Perché dalla scuola si vede troppo, che ‘sto paese bisogna pur governarlo. Lo si potrebbe anche affondare nel Mediterraneo, non dico di no, e rimarrebbe un suggestivo spazio vuoto tra Spagna ed ex Yugoslavia che avrebbe un suo fascino, ma intanto che ci si decide io devo andare a scuola, e un Buttiglione ministro non lo posso avere. Abbiate pietà. Io vado a votare, pensando a Buttiglione ministro della scuola.

Perché poi, davvero, io stavolta non mi sono vergognata del mio ministro. L’ho già scritto. A me Fioroni è parso uno che ci teneva, alla scuola, ed ho sperimentato la sensazione di potermi fidare – guarda che era la prima volta da quando insegno, e non insegno da un giorno – e poi chi lo avrebbe mai detto, che qualcuno avrebbe avuto il coraggio di sollevare la questione dei “debiti formativi”? Dai, la più impopolare delle nostre questioni. Ci vuole un ministro in totale buona fede, per fare una cosa così. E io, fino a Fioroni, un ministro in buona fede non ricordavo di averlo mai avuto. E poi dai, quando revocò la parità agli asili della Moratti che volevano discriminare i bimbi stranieri? Grande. E quindi io mo’ vado a votare pensando a ‘ste cose qui, concentrandomici molto. Buttiglione, no. Non lo voglio. Lavorerei troppo male.

C’è la riunione condominiale dell’Italia, io la sto vedendo così, e tocca scegliere l’amministratore. Basta. Non diamogli altri significati. Non pensiamo oltre. Concentriamoci sulle lampadine nell’androne, che bisognerà pur cambiarle, e stop. Sì, dai. Vado a votare. Mo’ mi faccio la doccia e vado.
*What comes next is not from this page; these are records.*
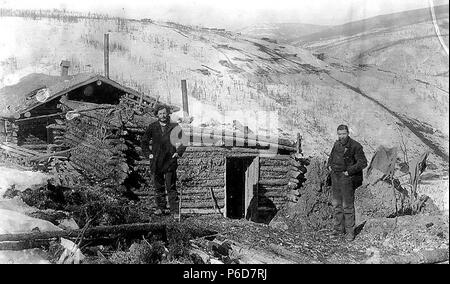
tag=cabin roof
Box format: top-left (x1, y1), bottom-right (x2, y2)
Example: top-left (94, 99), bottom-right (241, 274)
top-left (0, 73), bottom-right (179, 118)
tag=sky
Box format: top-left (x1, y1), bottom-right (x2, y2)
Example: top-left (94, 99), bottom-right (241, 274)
top-left (0, 0), bottom-right (449, 29)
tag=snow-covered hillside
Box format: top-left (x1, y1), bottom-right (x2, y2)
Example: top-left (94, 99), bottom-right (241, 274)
top-left (0, 12), bottom-right (448, 172)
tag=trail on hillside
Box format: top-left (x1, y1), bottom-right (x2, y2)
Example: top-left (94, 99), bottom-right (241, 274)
top-left (329, 75), bottom-right (449, 163)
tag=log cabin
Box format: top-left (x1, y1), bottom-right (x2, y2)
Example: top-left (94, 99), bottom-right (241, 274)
top-left (0, 62), bottom-right (307, 223)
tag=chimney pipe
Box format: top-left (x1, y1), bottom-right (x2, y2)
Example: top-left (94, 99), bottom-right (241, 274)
top-left (59, 60), bottom-right (70, 77)
top-left (103, 34), bottom-right (109, 78)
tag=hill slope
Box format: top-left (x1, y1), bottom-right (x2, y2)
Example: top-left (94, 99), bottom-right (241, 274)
top-left (0, 12), bottom-right (449, 171)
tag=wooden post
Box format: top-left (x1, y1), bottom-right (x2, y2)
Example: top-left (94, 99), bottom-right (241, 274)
top-left (103, 34), bottom-right (109, 78)
top-left (181, 80), bottom-right (189, 117)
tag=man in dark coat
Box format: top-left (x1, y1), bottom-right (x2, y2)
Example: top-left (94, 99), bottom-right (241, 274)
top-left (141, 106), bottom-right (186, 214)
top-left (327, 125), bottom-right (367, 241)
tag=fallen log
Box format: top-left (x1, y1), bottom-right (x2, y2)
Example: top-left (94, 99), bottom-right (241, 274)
top-left (30, 149), bottom-right (72, 162)
top-left (0, 223), bottom-right (166, 250)
top-left (380, 248), bottom-right (449, 264)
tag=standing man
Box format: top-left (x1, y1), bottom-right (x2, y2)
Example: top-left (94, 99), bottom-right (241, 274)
top-left (141, 105), bottom-right (186, 215)
top-left (327, 125), bottom-right (367, 241)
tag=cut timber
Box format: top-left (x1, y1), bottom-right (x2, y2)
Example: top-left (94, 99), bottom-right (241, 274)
top-left (181, 207), bottom-right (224, 215)
top-left (30, 149), bottom-right (72, 161)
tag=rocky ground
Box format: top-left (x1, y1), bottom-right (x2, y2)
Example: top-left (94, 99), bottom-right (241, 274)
top-left (0, 164), bottom-right (449, 263)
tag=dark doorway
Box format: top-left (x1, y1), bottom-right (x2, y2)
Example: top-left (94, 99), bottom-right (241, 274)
top-left (225, 157), bottom-right (259, 219)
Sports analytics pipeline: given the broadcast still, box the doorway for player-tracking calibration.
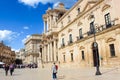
[92,43,100,67]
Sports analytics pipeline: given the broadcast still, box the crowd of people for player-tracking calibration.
[0,63,58,80]
[3,63,15,76]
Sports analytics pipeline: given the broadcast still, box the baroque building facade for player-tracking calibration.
[23,34,42,64]
[0,41,16,64]
[42,0,120,67]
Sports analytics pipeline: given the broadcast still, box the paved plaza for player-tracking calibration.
[0,67,120,80]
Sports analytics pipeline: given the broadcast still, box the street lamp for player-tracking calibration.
[90,15,101,75]
[40,45,44,68]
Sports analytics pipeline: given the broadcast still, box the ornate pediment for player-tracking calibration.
[102,4,111,12]
[106,37,116,43]
[70,50,73,53]
[68,29,72,33]
[77,21,82,26]
[83,1,97,12]
[61,33,65,37]
[79,46,85,50]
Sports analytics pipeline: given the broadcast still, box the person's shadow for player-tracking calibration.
[102,68,119,74]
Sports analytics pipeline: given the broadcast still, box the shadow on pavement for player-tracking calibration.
[102,68,119,74]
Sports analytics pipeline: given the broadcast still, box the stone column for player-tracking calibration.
[47,43,50,61]
[41,46,45,61]
[44,21,46,33]
[54,40,57,61]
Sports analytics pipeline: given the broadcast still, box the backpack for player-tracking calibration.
[55,65,58,70]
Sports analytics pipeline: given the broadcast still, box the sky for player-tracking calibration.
[0,0,77,51]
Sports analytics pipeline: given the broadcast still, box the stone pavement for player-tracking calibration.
[0,67,120,80]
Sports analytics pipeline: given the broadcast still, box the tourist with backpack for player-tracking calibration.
[52,63,58,80]
[9,64,14,76]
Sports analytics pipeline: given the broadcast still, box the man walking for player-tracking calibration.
[52,63,58,80]
[4,64,9,76]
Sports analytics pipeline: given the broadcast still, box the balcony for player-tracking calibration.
[68,40,73,45]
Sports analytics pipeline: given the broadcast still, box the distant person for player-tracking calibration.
[9,64,14,76]
[4,64,9,76]
[52,63,58,80]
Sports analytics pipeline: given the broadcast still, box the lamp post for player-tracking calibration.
[90,15,101,75]
[40,45,44,68]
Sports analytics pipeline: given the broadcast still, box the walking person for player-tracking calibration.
[9,64,14,76]
[52,63,58,80]
[4,64,9,76]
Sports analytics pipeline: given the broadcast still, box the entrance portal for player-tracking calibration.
[92,43,100,67]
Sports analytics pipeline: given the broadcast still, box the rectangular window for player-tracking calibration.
[63,55,66,62]
[79,28,83,39]
[77,8,80,14]
[109,44,115,57]
[105,13,111,28]
[82,51,85,60]
[90,22,95,34]
[62,38,64,46]
[71,53,73,61]
[69,34,72,43]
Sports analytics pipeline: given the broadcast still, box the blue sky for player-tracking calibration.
[0,0,77,50]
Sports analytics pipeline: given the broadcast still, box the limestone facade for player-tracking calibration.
[0,41,16,64]
[23,34,42,64]
[42,0,120,67]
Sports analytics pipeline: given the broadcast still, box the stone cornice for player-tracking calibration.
[59,0,104,33]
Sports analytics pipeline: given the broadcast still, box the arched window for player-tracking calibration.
[69,34,72,43]
[71,53,73,61]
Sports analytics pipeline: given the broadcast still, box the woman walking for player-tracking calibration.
[4,64,9,76]
[10,64,14,76]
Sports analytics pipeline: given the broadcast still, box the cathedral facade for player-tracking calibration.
[42,0,120,67]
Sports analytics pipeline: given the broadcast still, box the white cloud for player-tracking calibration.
[18,0,76,8]
[23,26,29,29]
[22,35,30,43]
[0,30,20,41]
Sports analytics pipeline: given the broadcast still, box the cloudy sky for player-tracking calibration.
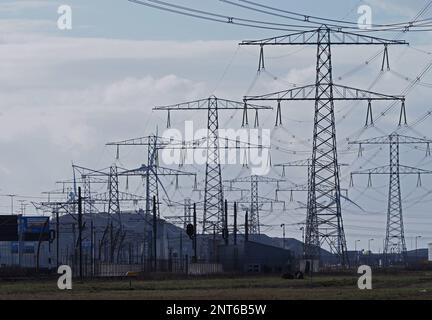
[0,0,432,251]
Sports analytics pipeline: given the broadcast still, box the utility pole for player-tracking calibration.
[54,207,60,268]
[225,175,284,234]
[193,203,198,263]
[153,96,271,234]
[234,202,237,246]
[350,133,432,262]
[354,240,360,265]
[153,196,157,272]
[223,199,229,246]
[241,25,406,266]
[281,223,285,249]
[6,194,17,216]
[245,209,249,242]
[78,187,83,281]
[416,236,421,262]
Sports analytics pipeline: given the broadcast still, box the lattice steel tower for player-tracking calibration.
[350,133,432,260]
[241,26,405,265]
[154,96,271,233]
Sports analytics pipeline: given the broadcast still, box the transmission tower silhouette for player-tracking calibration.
[154,96,272,234]
[226,175,284,234]
[241,25,406,266]
[350,133,432,262]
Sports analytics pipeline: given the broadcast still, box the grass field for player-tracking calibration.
[0,272,432,300]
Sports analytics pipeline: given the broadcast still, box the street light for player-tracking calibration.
[300,227,305,243]
[354,240,360,263]
[368,239,375,254]
[416,236,421,260]
[281,223,285,249]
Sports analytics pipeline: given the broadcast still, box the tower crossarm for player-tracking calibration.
[153,97,273,111]
[224,176,285,184]
[118,165,196,176]
[351,165,432,175]
[235,196,285,204]
[349,134,432,145]
[240,26,408,46]
[92,191,145,203]
[244,84,405,102]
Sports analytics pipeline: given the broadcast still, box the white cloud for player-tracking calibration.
[0,0,56,12]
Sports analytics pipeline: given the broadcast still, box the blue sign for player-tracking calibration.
[11,242,35,254]
[20,217,49,234]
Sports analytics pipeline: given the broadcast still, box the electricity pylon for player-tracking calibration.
[153,96,272,234]
[350,133,432,262]
[107,135,196,217]
[241,25,406,266]
[225,175,284,234]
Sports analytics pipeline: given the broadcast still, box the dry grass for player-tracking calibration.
[0,272,432,300]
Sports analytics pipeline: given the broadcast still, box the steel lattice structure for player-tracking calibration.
[226,175,284,234]
[350,133,432,261]
[241,26,406,265]
[107,135,197,217]
[154,96,272,234]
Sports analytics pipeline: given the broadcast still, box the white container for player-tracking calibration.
[428,243,432,261]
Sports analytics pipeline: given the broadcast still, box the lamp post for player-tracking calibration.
[368,239,375,265]
[300,227,305,243]
[368,239,375,253]
[416,236,421,262]
[354,240,360,264]
[281,223,285,249]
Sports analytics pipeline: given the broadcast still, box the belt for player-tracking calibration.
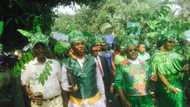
[31,95,59,102]
[69,92,102,105]
[42,95,60,101]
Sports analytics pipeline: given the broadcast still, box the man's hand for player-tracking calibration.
[170,87,181,94]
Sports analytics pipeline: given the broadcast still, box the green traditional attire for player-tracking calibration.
[65,31,106,107]
[151,51,184,107]
[115,59,154,107]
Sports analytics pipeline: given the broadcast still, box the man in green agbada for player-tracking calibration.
[63,31,106,107]
[151,37,184,107]
[115,44,154,107]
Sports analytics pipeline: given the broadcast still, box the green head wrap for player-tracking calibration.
[158,31,178,47]
[54,41,71,55]
[69,31,86,45]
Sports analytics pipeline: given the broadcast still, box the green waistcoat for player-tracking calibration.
[67,55,98,99]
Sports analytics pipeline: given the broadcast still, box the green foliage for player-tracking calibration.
[53,0,190,50]
[38,61,52,85]
[10,51,33,77]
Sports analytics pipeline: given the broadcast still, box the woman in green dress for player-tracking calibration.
[151,38,184,107]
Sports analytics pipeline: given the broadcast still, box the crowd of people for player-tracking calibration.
[0,31,190,107]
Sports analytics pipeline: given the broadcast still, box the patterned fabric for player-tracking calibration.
[151,51,183,75]
[21,58,61,99]
[128,95,154,107]
[151,52,184,107]
[115,60,149,96]
[31,96,64,107]
[67,55,98,98]
[68,95,106,107]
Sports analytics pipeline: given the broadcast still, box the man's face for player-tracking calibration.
[73,42,85,55]
[91,45,102,56]
[138,44,146,53]
[127,45,138,60]
[164,40,175,51]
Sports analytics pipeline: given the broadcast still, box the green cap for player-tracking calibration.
[69,31,86,44]
[53,41,71,55]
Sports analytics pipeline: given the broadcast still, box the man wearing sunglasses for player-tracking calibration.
[151,36,184,107]
[115,43,154,107]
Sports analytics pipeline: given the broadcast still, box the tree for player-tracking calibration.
[0,0,100,50]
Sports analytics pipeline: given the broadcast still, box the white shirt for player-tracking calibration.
[21,58,61,99]
[61,58,106,99]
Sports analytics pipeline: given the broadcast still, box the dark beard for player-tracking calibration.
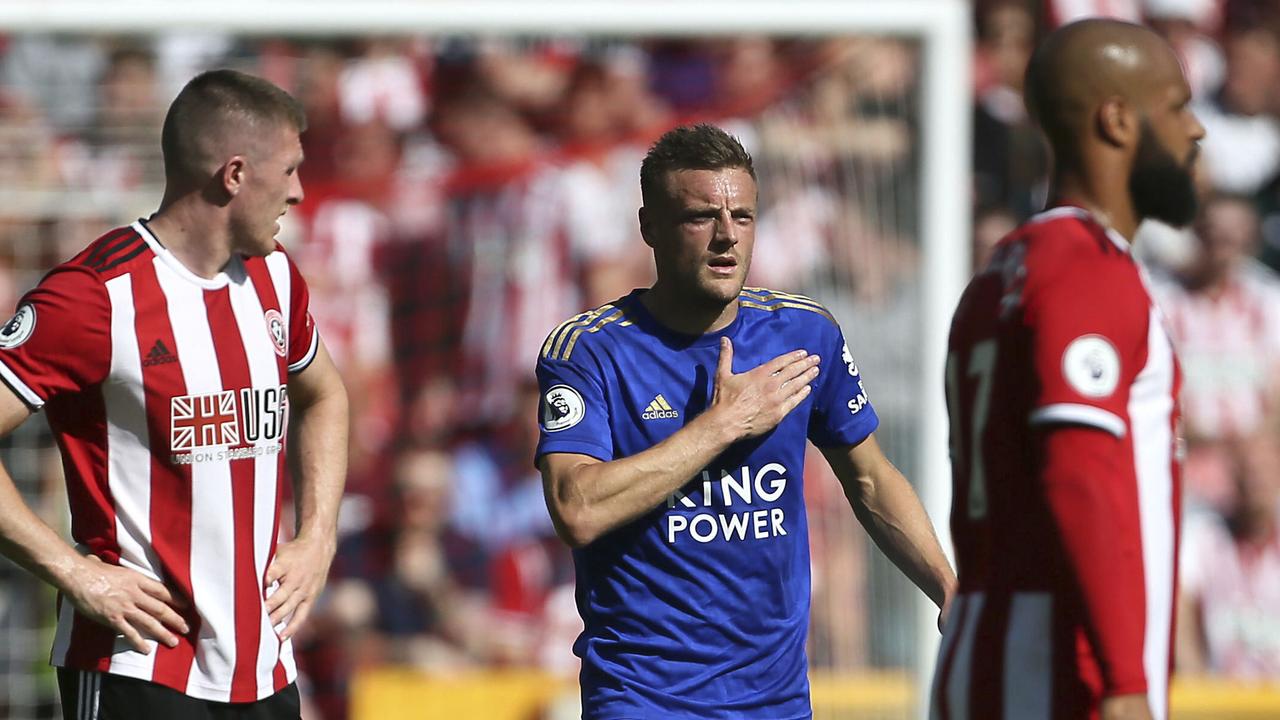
[1129,120,1197,228]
Però non fatemelo dire, per chi voto. Non ricordatemelo. E’ evidente che voto per la maggiore delle alternative a quell’incommensurabile pagliaccio che mi potrebbe piazzare per ministro Buttiglione, e non è il caso di frugarci dentro più di tanto. Guardate altrove. Ci sono pratiche che vanno svolte in sobria intimità.

Stasera non potrò manco bere per dimenticare. Renditi conto. Ho già fatto bagordi giovedì e noi signore a dieta non dobbiamo esagerare, ché sennò è la disfatta. Però sconto la mia imprevidenza, ecco. Dovevo tenermela in serbo per stasera, la cartuccia. Forse era la volta buona che mi veniva per davvero, la sbronza triste. Altro che intonare cori alpini nei vicoli.

Mi toccherà stare triste da sobria, invece. Passerò l’aspirapolvere per dimenticare. O cercherò lavoro estivo in Eritrea, che ultimamente non faccio altro. Qui abbiamo, come orizzonte, una porta con la scritta “Uscita”, e l’estate ci serve per prendere fiato. Se avete lavoro da offrire in quella zona, fate un fischio. Io, intanto, vado un attimo a votare, così mi tolgo il pensiero.

P.S. a mo’ di disclaimer: qui l’astensione l’abbiamo praticata, oh se l’abbiamo praticata. Non è mai servito a una mazza. E’ servito solo a farci abbassare ulteriormente il livello delle aspettative la volta dopo. Mi sono scocciata. E non voglio prendere ordini dalla Moratti. Quindi ho votato e non parliamone più, ecco. Ma che pena, gessù.